Caution: The training for this model is intense enough to alter "real world facts", and bring them in part into the ST/TNG Universe.
Qwen3-MOE-2x6B-ST-The-Next-Generation-II-FreakStorm-12B

This repo contains the full precision source code, in "safe tensors" format to generate GGUFs, GPTQ, EXL2, AWQ, HQQ and other formats. The source code can also be used directly.
This model is specifically for TNG / Star Trek, science fiction, story generation (all genres) but also does coding and general tasks too.
This version has been joined with "Freakstorm" (a horror fine tune) in a MOE - mixture of experts - config. In this case 2x6B - 12B parameters. With compression this creates a model of 10.4B - all the power of 12B in 10.4B package.
This MOE drastically upscales the TNG components of the model.
This model can also be used for Role play.

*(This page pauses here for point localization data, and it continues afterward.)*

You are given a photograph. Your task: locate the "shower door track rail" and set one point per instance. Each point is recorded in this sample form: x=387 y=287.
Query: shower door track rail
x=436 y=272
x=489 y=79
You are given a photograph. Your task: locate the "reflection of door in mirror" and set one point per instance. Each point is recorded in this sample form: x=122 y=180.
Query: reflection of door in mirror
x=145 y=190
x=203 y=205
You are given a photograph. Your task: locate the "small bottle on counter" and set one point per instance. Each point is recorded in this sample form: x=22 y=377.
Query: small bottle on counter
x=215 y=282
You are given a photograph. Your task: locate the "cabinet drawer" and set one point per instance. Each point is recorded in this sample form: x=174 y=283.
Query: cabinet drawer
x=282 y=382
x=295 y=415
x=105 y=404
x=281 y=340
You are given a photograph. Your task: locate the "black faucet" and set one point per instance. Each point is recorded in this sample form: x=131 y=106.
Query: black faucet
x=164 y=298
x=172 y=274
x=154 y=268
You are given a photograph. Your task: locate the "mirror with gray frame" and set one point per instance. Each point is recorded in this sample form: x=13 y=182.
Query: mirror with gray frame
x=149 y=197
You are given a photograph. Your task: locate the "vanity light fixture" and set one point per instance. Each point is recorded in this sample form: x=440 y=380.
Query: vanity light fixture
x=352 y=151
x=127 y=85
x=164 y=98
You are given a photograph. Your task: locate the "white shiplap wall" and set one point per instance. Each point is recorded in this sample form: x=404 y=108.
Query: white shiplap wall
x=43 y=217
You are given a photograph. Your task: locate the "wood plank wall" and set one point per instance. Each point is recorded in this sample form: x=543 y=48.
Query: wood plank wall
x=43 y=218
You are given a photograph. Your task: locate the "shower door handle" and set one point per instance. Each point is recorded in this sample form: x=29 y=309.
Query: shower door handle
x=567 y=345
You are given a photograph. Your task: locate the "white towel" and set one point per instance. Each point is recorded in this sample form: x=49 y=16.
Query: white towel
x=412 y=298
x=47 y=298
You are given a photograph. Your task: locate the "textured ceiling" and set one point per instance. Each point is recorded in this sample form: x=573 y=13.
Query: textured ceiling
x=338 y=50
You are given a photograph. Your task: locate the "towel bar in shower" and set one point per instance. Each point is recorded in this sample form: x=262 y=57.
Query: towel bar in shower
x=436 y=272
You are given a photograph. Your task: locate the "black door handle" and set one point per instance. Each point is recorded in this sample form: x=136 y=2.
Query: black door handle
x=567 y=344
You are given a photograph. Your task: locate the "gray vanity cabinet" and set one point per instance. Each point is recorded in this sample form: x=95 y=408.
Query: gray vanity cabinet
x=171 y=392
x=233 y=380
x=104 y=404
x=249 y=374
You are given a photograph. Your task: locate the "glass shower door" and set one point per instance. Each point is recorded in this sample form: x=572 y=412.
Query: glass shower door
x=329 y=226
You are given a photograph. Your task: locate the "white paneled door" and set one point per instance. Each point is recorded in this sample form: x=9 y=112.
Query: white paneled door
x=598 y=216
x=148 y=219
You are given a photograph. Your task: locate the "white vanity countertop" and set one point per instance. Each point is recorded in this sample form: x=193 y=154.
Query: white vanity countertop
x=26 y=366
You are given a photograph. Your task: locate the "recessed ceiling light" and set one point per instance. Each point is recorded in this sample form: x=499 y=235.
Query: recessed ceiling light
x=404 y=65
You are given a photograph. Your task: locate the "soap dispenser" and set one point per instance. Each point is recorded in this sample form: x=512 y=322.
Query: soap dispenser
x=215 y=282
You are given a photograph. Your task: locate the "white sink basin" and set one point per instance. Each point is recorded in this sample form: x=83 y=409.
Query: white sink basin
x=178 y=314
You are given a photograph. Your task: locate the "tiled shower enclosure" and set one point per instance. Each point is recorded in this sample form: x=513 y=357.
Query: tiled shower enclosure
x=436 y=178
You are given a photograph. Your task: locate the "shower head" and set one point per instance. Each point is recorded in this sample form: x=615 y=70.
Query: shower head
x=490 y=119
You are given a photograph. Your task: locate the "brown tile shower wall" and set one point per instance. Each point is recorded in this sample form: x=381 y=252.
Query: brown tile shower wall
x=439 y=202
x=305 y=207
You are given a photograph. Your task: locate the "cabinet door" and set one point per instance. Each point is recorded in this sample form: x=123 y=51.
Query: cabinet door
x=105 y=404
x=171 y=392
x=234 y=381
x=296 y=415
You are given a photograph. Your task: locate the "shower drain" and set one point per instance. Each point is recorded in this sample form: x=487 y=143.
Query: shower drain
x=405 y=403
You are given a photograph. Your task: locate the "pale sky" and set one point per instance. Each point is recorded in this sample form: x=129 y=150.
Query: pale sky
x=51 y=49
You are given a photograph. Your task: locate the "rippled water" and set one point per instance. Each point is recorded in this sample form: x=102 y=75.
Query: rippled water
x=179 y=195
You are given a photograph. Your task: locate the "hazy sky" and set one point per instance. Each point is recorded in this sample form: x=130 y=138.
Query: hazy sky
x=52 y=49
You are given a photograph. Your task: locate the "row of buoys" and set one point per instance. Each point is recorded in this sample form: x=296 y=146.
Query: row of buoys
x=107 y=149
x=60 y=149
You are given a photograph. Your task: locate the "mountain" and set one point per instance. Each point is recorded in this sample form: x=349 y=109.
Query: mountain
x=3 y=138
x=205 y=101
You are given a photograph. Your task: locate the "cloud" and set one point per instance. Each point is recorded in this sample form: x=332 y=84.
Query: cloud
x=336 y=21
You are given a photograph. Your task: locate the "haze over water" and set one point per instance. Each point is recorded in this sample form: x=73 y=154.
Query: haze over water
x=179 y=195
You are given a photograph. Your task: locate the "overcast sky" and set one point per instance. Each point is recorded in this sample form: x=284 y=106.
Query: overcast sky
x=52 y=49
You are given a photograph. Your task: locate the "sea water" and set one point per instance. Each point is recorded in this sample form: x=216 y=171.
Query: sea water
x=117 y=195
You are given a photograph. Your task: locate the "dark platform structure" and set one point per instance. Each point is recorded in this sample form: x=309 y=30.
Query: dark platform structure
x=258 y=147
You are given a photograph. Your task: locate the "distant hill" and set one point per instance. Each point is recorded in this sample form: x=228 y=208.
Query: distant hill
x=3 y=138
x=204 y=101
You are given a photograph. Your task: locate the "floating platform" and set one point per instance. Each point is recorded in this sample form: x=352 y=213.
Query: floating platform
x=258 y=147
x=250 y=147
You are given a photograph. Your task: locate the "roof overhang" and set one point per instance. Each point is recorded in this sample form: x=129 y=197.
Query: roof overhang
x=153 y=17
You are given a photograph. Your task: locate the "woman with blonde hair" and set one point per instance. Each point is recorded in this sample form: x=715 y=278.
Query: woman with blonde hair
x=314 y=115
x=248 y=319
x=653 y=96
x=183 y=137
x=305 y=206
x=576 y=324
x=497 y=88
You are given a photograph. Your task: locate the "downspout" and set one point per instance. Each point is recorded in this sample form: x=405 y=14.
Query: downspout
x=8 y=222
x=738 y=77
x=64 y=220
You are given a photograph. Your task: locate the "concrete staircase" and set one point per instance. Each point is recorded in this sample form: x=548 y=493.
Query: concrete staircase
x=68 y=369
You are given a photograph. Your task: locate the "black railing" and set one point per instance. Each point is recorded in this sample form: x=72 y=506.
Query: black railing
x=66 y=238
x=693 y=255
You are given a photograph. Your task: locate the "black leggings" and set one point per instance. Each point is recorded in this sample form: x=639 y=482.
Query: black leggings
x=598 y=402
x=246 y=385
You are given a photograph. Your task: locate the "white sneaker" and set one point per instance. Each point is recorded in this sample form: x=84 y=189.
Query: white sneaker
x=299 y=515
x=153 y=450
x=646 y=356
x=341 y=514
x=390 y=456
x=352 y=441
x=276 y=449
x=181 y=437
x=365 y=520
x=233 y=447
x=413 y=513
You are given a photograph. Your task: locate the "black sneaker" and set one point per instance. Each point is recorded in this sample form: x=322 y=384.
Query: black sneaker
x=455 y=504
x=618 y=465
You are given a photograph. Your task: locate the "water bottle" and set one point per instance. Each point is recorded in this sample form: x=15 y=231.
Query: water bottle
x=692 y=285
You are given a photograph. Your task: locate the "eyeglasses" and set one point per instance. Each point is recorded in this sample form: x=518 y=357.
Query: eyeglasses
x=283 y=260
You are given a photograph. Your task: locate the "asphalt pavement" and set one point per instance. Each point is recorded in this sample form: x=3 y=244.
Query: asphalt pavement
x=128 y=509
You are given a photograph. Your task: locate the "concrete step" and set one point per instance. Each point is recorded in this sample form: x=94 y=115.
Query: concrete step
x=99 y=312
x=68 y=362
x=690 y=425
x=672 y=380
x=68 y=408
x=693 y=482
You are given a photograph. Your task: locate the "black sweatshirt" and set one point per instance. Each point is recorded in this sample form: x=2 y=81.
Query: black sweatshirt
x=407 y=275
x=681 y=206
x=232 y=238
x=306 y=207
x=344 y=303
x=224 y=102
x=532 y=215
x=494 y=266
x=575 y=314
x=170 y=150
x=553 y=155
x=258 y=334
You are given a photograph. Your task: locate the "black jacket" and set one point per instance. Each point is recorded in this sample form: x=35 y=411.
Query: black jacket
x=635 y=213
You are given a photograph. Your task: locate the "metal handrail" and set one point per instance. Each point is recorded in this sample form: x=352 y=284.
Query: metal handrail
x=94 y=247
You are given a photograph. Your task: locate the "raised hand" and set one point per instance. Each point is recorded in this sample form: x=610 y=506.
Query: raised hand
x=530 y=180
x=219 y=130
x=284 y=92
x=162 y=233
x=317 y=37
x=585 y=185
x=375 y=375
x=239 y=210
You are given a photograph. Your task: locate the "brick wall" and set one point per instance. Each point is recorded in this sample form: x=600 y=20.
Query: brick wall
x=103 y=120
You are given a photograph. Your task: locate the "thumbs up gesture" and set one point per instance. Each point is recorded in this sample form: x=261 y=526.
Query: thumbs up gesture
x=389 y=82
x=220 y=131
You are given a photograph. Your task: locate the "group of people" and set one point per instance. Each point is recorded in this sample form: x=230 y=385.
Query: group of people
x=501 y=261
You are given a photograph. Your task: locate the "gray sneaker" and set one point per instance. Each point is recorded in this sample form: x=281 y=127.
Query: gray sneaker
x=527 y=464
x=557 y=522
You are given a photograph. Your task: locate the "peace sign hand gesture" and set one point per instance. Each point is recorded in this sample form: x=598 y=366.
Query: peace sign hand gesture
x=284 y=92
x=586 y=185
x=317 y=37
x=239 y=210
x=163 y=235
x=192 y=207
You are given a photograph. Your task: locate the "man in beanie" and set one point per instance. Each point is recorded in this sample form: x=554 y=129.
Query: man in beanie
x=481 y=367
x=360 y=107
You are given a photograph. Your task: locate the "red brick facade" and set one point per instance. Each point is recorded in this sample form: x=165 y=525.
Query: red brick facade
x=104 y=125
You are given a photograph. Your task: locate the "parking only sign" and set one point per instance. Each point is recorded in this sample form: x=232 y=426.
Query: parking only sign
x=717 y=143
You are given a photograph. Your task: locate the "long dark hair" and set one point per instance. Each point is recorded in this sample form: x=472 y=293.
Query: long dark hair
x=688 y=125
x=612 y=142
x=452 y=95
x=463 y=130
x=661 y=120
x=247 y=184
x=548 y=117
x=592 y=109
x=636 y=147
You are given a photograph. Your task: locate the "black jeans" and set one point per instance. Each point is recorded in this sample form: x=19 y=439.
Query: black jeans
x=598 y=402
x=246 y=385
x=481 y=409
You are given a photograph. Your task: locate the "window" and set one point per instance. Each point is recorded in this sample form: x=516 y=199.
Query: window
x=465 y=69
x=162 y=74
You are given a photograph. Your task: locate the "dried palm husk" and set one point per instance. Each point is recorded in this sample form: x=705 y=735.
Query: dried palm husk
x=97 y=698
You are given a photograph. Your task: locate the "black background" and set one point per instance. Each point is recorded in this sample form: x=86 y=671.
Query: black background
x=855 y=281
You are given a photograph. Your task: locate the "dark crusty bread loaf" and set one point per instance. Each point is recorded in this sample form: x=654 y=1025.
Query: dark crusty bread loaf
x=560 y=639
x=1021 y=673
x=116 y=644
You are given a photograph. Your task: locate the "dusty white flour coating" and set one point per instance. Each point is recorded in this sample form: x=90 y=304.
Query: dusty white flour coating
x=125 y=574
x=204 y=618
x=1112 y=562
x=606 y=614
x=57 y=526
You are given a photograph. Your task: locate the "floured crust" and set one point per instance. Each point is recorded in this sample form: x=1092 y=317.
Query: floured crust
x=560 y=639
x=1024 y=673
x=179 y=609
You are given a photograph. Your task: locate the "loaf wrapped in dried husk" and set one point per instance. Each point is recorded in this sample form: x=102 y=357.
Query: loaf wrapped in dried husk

Example generations at the bottom of this page.
This is a far stronger fine tune, taking you deeper into the ST-TNG universe, than version 1 and the 32 bit precision version of II.
This is a Star Trek The Next Generation ( Special thanks to "progs2002" for this FANTASIC dataset) fine tune (11% of the model, close to 700 million parameters), 6 epochs on this model (a 4B model + Brainstorm 20x adapter):
https://huggingface.co/DavidAU/Qwen3-Jan-v1-256k-ctx-6B-Brainstorm20x
Then the modified "Freakstorm Horror" model was used as a base to further enhance the model [see model tree, benchmarks avail].
Information on the ORG Jan V1 4B (model info below), followed by Brainstorm 20x adapter (by DavidAU) and then a complete help section for running LLM / AI models.
This model has 55 layers, and 667 tensors [moe config].
The Brainstorm adapter improves creavity, code generation, and unique code solving abilities.
The fine tuning alters the prose generation and general creative abilities the "TNG" Universe.
The fine tuning (using Unsloth for Win 11) also affects the Brainstorm adapter too.
Model's thinking / reasoning are not affected either - they are fully intact.
For creative uses: Increases depth, detail and general "there" in the prose.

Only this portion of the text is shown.